Sunday, August 4, 2013

The Right-Wing Anti-Krugman

We're going to imagine there exists a right-wing version of Paul Krugman, and we'll call him/her APK. APK has a good gig with the Wall Street Journal, or some other such right-wing rag, and is also pissed with the Obama administration. APK thinks that Obamacare is an abomination, and wants a smaller government. For some reason, dating perhaps to his time in graduate school at the University of Chicago, APK just cannot abide nerdy types, particularly the ones armed with functional equations, and would like to hoist those characters on their own petards, as it were.

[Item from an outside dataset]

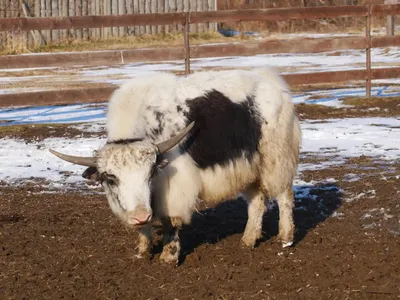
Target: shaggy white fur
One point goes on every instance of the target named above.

APK went to Chicago in 1976 expecting some kind of low-tech economics on the order of what Stigler and Friedman did, but got that idiot Lucas instead. Good God!

APK reasons that there is an army of people he/she can recruit for the cause - those who have seen only a smattering of undergraduate economics. If they have studied only principles of economics from books like Mankiw or Krugman and Wells, all the better. The game here is that he/she wants to tell an accessible story that should be convincing to this type of person - no more and no less.

The model APK is going to use is a straightforward AD/AS model with a liquidity trap. It's like Krugman's (second figure), except APK reasons that the effect of the debt overhang on the demand for goods is really large, so the AD curve should have a slope smaller than the slope of the AS curve. APK has been reading my blog too, for some reason that I can't figure out, and has come across this post and this one, and that's giving him/her some ideas.

The APK model is in the figure.
In the IS/LM part of the diagram, we have the liquidity trap case, with a flat LM curve. In the AD/AS portion of the diagram, the AD curve is positively-sloped and flatter than the AS curve because of a large negative effect of private debt (denominated in nominal terms) on the demand for goods. Point A is the initial short-run equilibrium. If there is no government intervention, the economy will ultimately settle in the long run at point B, after the nominal wage falls and the price level rises, restoring market-clearing in the labor market. Along the path to the long run equilibrium, APK reasons, the price level rises at a rate that is higher the larger is the output gap, which gives the Phillips curve in the bottom of the figure. Note that it slopes the opposite way from how we're used to thinking about, undergrads. No need to worry though. This situation is unprecedented. We're in a liquidity trap and weird shit is happening.

So, APK says, we're in a bad situation. In line with other Inflationistas - APK just had Ron Paul over for dinner - APK is worried about high inflation, as his/her model predicts that it should be well above PI*, which is the 2% anticipated rate of inflation that appears to be well-anchored by the Fed. But we don't have to suffer this high inflation for such a long time - possibly until we are all dead - as there is something we can do now now now. APK resons that we can reduce government spending, which will shift the aggregate demand curve left from AD1 to AD2, reduce the inflation rate (though of course the price level is actually higher at F than at B - but APK thinks that people are going to forget about the price level rise quickly), and get all those whiny unemployed people off our backs at point F. How does this happen? Lower government spending unleashes a torrent of private spending because of the rise in the price level that deflates private debts - there is a negative multiplier that can be very large in absolute value.

Hopefully you get the point now. I've used all the elements of Krugman's narrative, I think, and put these things into the model that he likes to argue is all we need to think about the serious macroeconomic problems of the day. And most everything goes the wrong way, in ways that some knee-jerk right-wing cretin would find very appealing. Conclusion? Though AD/AS analysis seems parked forever in undergraduate textbooks, researchers and policy analysts abandoned it long ago for good reasons. Once modern macroeconomists figured out how to incorporate all the standard tools of economic analysis - game theory, general equilibrium theory, contract theory, mechanism design, etc. - in what they were doing, the game was up. Doing it properly keeps everyone honest - we present models so that they can be taken apart and analyzed to see if they square with the preceding research in convincing ways. I don't see how we would want it any other way.